No seamos ajenos a que si en el momento actual seis millones de parados no son un explosivo que vuela nuestra sociedad se debe a ese enorme colectivo, hasta ahora, de clase media, que ha acogido a los suyos y les está permitiendo sobrevivir.

Este grupo de ciudadanos es, sin embargo, mucho menos tolerante al ver invadida su área de privacidad, lo que entienden por la libertad fundamental para organizar su vida y la de los suyos. Entienden que el núcleo familiar es un valor absoluto. Que este núcleo tiene todo el derecho a educar a los suyos conforme a sus creencias, sean estas cuales sean y a ser absolutamente respetado en las mismas. No están dispuestos a admitir que sea el Estado el que eduque y forme a sus miembros.

Casi la única exigencia al sector público es que actúe con los medios y medidas necesarios para garantizar la existencia real, no virtual, de un Estado de Derecho, que proteja sus personas y sus bienes. Exige leyes, pocas y simples, que traten igual a los que son iguales, Gobiernos que cubran el cumplimiento de dichas leyes y una justicia que cuando la ley es violada, en un tiempo razonable, sancione y desaliente a quien incumplió la ley.

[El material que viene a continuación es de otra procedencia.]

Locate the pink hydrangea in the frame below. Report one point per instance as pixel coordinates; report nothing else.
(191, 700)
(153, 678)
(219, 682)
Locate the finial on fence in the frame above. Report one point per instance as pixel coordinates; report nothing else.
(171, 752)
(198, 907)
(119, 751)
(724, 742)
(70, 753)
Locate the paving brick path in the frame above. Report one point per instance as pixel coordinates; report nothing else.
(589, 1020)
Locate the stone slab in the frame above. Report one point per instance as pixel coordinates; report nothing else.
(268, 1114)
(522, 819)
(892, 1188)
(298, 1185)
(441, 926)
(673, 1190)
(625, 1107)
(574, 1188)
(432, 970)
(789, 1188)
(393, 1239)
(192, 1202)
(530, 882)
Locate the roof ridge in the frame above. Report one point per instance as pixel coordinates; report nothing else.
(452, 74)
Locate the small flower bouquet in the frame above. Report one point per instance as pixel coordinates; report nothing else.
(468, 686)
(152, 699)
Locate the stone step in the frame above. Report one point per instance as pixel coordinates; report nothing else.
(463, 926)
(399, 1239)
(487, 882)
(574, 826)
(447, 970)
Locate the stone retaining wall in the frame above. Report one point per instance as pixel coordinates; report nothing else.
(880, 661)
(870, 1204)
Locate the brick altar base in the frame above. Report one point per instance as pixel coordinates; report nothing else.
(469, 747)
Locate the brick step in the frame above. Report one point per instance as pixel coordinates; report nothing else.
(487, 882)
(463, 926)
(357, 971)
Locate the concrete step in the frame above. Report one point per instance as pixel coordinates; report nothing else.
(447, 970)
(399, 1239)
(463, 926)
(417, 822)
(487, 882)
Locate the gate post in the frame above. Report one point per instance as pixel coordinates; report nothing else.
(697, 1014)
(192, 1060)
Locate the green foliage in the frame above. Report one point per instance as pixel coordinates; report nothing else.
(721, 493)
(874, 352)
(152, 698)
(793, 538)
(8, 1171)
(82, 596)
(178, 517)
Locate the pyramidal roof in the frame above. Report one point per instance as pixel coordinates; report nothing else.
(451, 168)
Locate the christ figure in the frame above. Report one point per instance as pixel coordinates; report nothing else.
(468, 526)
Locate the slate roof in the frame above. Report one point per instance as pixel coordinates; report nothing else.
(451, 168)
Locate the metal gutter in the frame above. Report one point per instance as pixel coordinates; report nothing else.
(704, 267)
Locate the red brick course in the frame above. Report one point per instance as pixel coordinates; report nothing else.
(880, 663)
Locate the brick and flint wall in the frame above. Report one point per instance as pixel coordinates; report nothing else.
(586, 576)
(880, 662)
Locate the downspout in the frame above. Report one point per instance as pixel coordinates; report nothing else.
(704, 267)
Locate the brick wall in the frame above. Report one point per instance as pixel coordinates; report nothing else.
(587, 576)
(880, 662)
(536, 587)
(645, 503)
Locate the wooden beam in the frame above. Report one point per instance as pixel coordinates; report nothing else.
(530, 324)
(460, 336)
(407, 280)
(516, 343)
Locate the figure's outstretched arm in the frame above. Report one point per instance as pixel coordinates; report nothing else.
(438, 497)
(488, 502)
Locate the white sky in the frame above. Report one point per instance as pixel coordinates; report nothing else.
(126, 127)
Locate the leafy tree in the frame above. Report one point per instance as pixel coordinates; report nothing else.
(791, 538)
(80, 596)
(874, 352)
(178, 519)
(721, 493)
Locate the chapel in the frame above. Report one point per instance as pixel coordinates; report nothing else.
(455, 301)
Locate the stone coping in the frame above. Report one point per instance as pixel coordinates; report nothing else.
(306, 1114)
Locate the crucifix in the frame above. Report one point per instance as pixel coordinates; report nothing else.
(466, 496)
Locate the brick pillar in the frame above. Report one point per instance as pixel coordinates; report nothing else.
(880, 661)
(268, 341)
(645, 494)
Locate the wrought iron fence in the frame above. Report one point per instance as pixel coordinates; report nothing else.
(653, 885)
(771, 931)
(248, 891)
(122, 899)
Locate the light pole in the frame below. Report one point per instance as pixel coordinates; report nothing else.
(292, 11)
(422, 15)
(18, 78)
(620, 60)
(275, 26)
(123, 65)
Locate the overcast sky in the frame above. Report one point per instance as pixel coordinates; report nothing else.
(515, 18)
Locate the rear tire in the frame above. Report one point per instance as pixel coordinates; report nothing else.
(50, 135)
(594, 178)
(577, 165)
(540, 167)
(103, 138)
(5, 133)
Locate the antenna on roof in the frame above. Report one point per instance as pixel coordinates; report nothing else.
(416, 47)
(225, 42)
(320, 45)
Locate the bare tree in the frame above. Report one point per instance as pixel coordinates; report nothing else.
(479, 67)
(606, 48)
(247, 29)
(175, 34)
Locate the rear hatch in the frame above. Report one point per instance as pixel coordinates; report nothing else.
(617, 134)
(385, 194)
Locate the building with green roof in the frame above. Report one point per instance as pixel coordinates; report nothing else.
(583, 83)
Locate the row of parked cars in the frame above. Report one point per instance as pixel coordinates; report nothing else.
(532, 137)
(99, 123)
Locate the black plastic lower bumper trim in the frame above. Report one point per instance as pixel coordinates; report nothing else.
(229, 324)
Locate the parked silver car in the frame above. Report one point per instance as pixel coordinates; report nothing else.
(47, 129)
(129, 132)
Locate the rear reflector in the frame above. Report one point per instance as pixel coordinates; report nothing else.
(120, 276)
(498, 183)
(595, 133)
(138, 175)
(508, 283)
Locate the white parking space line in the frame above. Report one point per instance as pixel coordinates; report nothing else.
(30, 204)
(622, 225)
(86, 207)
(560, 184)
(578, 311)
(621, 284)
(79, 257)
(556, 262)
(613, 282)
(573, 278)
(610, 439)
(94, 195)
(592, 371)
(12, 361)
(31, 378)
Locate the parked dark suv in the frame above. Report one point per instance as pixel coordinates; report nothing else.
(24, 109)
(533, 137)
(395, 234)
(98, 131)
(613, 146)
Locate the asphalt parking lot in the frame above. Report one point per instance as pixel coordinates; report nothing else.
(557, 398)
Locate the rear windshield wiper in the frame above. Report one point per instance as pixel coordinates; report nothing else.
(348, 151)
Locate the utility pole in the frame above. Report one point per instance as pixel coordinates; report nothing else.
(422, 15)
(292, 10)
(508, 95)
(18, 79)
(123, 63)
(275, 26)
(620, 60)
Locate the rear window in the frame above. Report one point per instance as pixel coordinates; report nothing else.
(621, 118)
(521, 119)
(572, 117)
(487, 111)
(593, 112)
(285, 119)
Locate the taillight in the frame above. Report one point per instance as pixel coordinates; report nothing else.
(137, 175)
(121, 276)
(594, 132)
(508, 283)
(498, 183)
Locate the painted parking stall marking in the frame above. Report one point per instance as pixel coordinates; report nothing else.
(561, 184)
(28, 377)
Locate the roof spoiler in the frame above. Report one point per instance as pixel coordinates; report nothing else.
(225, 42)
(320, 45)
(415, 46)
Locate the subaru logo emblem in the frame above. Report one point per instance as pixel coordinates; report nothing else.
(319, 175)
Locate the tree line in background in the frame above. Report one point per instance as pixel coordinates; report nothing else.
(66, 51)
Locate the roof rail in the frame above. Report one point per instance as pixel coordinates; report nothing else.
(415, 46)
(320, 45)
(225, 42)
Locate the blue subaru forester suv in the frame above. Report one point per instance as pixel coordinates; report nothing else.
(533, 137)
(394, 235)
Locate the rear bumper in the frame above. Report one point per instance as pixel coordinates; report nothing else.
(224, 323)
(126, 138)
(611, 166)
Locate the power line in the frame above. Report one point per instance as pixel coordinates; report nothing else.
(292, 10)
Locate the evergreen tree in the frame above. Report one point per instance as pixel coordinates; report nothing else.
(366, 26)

En la actualidad, el núcleo familiar está siendo atacado permanentemente y no se defiende ninguna medida que favorezca eficazmente la institución. La intromisión en la educación ética y moral de los hijos es constante. El crecimiento del sector público se ha vuelto incontrolable, con su exhibición de corrupción, cohecho y despilfarro. La sensación de inseguridad en cuanto a las personas y bienes se extiende a una gran velocidad. La aceptación de que las leyes tratan a los iguales igualmente, de que la actuación del Gobierno consigue el cumplimiento de dichas leyes y de que las sentencias de los tribunales reponen el daño causado y restituyen los bienes robados es absolutamente mínima entre los ciudadanos. El descontento de la clase media es creciente.

Hace un par de semanas, durante uno de sus discursos, Barack Obama dijo: “Es tarea de nuestra generación volver a poner en marcha el motor de crecimiento económico de América: una emergente y próspera clase media”.

Pues sí, una clase media potente es estabilidad social y crecimiento económico, su destrucción es inestabilidad y miseria social.